GinnyTonic Thu 21-Jul-16 19:36:44

Couldn't agree more about taking Mum out for tea.

Sweetness1 Thu 21-Jul-16 19:50:48

My mum was in a care home and for support for myself on coping with problems the Alzeimer forum 'Talking Point' was an absolutely invaluable source of help. I used it all the time, even in the middle of the night, usually when so worried or consumed my guilt I couldn't sleep. It was my main helpline 24/7, better than family and friends!

Diddy1 Thu 21-Jul-16 21:42:28

UTIs är disturbing, and can affect older people in so many different ways.Definately get a urinary sample, and yes drink Cranberry juice or tablets daily,this really helps to prevent UTI.
Sitting with Mum in the Dining Room at the care home is usually encouraged, and puts Mum and yourself at ease, I hope things improve.Best wishes, a retired DN.

Marieeliz Fri 22-Jul-16 09:14:12

My Mum had halucinations and it was water infection. I only found out because my late brother's friend was a geriatric nurse. No one else realised it.

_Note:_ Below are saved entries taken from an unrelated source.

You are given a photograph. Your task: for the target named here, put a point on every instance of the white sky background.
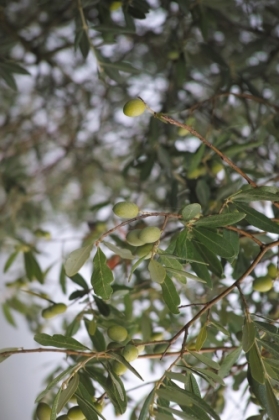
(22, 375)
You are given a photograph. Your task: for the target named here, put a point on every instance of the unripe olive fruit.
(150, 234)
(43, 411)
(157, 336)
(125, 210)
(195, 173)
(117, 333)
(216, 167)
(133, 238)
(144, 251)
(113, 345)
(262, 284)
(75, 413)
(99, 407)
(272, 270)
(134, 108)
(139, 346)
(53, 310)
(130, 352)
(118, 368)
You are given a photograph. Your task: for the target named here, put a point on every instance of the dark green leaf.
(7, 314)
(157, 271)
(62, 279)
(220, 220)
(214, 242)
(60, 341)
(255, 218)
(67, 393)
(122, 252)
(116, 392)
(201, 338)
(4, 350)
(257, 194)
(205, 360)
(229, 361)
(10, 261)
(255, 364)
(86, 404)
(102, 276)
(170, 295)
(79, 280)
(191, 211)
(54, 405)
(76, 260)
(248, 335)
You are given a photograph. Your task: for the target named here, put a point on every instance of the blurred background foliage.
(68, 153)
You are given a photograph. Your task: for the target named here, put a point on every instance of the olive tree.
(175, 201)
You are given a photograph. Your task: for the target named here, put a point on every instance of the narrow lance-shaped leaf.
(102, 276)
(255, 364)
(59, 341)
(170, 295)
(255, 218)
(157, 271)
(220, 220)
(76, 260)
(248, 336)
(201, 338)
(191, 211)
(214, 242)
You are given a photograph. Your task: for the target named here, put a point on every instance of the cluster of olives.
(265, 283)
(141, 238)
(74, 413)
(53, 310)
(130, 352)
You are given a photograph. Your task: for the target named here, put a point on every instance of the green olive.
(150, 234)
(75, 413)
(53, 310)
(272, 270)
(133, 238)
(125, 210)
(263, 284)
(117, 333)
(134, 108)
(130, 352)
(43, 411)
(118, 368)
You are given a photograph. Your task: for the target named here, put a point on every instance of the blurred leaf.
(214, 242)
(248, 335)
(205, 360)
(67, 393)
(7, 314)
(257, 194)
(191, 211)
(201, 338)
(229, 362)
(10, 261)
(79, 280)
(60, 341)
(255, 218)
(220, 220)
(76, 260)
(170, 295)
(102, 276)
(122, 252)
(157, 271)
(255, 364)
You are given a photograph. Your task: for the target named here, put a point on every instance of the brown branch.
(170, 120)
(212, 302)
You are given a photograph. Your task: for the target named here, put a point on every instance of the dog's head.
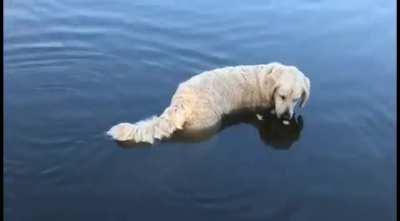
(286, 87)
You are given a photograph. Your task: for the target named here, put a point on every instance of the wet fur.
(203, 100)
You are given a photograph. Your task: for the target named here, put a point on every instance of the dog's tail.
(148, 130)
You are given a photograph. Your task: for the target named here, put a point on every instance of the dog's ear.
(306, 91)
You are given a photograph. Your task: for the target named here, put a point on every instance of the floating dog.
(201, 102)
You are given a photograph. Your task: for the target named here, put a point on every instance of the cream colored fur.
(201, 101)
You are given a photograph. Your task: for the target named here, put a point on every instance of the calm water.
(74, 68)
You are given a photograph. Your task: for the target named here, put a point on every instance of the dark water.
(74, 68)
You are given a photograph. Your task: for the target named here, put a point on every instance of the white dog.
(200, 102)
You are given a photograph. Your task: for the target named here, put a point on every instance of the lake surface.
(75, 68)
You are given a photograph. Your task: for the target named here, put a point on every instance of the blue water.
(75, 68)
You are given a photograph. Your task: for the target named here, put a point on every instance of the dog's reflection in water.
(271, 131)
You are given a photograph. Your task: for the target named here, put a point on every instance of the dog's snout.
(286, 115)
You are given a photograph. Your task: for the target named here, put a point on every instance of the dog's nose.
(286, 116)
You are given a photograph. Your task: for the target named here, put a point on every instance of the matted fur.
(201, 101)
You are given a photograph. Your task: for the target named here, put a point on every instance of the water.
(75, 68)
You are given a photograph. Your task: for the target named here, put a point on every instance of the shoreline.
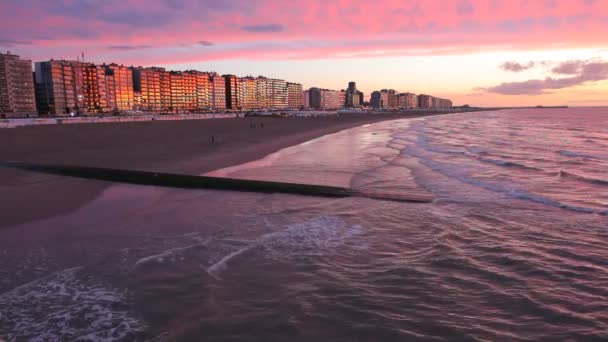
(164, 146)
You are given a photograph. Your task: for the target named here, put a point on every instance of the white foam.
(168, 254)
(63, 307)
(317, 236)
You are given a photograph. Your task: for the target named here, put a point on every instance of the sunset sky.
(479, 52)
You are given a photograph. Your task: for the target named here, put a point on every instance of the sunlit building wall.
(16, 87)
(325, 99)
(58, 87)
(277, 93)
(295, 99)
(425, 101)
(218, 92)
(147, 81)
(232, 92)
(261, 92)
(122, 87)
(178, 97)
(246, 95)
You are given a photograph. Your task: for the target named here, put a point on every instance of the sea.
(514, 246)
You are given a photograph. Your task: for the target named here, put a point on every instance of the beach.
(165, 146)
(515, 211)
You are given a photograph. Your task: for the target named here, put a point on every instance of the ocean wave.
(320, 235)
(567, 153)
(566, 174)
(507, 164)
(66, 306)
(506, 190)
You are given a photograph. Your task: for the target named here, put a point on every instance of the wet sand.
(165, 146)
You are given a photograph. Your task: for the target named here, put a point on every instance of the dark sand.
(166, 146)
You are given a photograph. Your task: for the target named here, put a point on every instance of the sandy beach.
(167, 146)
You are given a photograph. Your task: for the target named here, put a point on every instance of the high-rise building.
(325, 99)
(306, 99)
(246, 94)
(408, 100)
(261, 92)
(277, 93)
(353, 97)
(232, 90)
(425, 101)
(59, 87)
(218, 92)
(295, 99)
(123, 86)
(147, 81)
(178, 96)
(16, 87)
(393, 98)
(203, 89)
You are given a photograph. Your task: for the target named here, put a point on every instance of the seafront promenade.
(13, 123)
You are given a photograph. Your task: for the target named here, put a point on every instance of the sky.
(477, 52)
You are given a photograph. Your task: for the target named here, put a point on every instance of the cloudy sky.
(481, 52)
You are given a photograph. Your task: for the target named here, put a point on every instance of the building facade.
(425, 101)
(295, 99)
(408, 100)
(16, 87)
(121, 86)
(325, 99)
(58, 87)
(246, 94)
(353, 97)
(232, 92)
(218, 92)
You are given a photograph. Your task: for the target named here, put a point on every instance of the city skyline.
(486, 52)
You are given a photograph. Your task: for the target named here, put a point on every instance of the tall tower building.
(353, 98)
(295, 99)
(16, 87)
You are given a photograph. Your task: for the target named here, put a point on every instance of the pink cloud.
(156, 31)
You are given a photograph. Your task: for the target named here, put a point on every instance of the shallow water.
(514, 246)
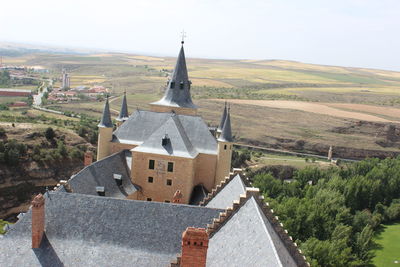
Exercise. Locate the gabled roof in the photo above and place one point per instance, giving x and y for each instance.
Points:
(230, 190)
(123, 114)
(223, 118)
(142, 124)
(101, 174)
(106, 117)
(248, 234)
(226, 133)
(177, 93)
(178, 143)
(83, 230)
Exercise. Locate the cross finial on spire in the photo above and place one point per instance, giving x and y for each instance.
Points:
(183, 34)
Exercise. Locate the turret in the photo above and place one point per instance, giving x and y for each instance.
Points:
(221, 124)
(225, 146)
(123, 114)
(177, 96)
(105, 133)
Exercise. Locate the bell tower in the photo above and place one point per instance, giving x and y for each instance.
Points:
(105, 133)
(224, 157)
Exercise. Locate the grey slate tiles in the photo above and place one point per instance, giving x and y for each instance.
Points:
(83, 230)
(101, 174)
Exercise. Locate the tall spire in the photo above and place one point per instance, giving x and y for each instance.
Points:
(226, 134)
(221, 124)
(123, 114)
(106, 117)
(178, 89)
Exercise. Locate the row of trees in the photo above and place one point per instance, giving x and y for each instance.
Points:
(334, 213)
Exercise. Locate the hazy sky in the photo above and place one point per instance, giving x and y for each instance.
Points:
(359, 33)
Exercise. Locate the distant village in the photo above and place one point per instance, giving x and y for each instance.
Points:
(67, 94)
(30, 75)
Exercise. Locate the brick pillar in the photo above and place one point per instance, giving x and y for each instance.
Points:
(88, 158)
(177, 198)
(38, 220)
(194, 247)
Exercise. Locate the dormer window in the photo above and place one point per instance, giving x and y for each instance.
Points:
(118, 179)
(100, 190)
(165, 140)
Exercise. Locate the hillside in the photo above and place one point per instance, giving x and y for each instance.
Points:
(349, 108)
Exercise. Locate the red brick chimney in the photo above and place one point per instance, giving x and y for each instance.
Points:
(88, 158)
(194, 247)
(177, 197)
(37, 220)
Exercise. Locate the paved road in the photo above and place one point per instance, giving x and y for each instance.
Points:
(37, 99)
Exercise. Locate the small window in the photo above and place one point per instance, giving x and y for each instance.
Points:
(170, 166)
(151, 164)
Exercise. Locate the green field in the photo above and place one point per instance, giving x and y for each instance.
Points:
(388, 243)
(144, 79)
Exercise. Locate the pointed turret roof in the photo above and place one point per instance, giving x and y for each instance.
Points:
(123, 114)
(226, 134)
(223, 118)
(178, 89)
(106, 117)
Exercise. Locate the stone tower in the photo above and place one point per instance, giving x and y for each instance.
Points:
(224, 157)
(177, 96)
(123, 114)
(221, 124)
(105, 133)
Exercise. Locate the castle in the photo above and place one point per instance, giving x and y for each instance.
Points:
(98, 217)
(172, 144)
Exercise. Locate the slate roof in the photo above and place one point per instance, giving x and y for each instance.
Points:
(191, 132)
(177, 93)
(123, 114)
(101, 174)
(230, 192)
(106, 116)
(83, 230)
(177, 142)
(248, 239)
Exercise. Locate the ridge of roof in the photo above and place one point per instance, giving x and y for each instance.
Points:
(236, 172)
(252, 192)
(179, 144)
(123, 114)
(106, 117)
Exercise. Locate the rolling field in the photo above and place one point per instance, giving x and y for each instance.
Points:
(388, 252)
(304, 107)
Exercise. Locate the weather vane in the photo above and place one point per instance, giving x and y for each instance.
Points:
(183, 33)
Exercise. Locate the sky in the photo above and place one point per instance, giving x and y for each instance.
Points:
(355, 33)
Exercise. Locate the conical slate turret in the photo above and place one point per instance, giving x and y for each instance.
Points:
(106, 117)
(226, 134)
(178, 89)
(123, 114)
(221, 124)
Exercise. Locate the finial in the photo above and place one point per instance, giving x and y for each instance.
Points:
(183, 34)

Carolw Tue 26-Jul-16 11:44:19

Thank you all again. Cateof123 I will speak to doctor and ask for scan as you suggest. This would certainly explain why she gets do many infections.
I have spoken to the home at length and have been visiting either before or directly after lunch. This either helps give mum t g e motivation to get on and leave her room for her meal, or spend time with her after outside 8n the garden. She does seem to be doing a bit better with this approach. I am also getting a wheelchair referal as she is really struggling with transfers and if she had a suitable wheelchair this would me as n she could sit in this during the day.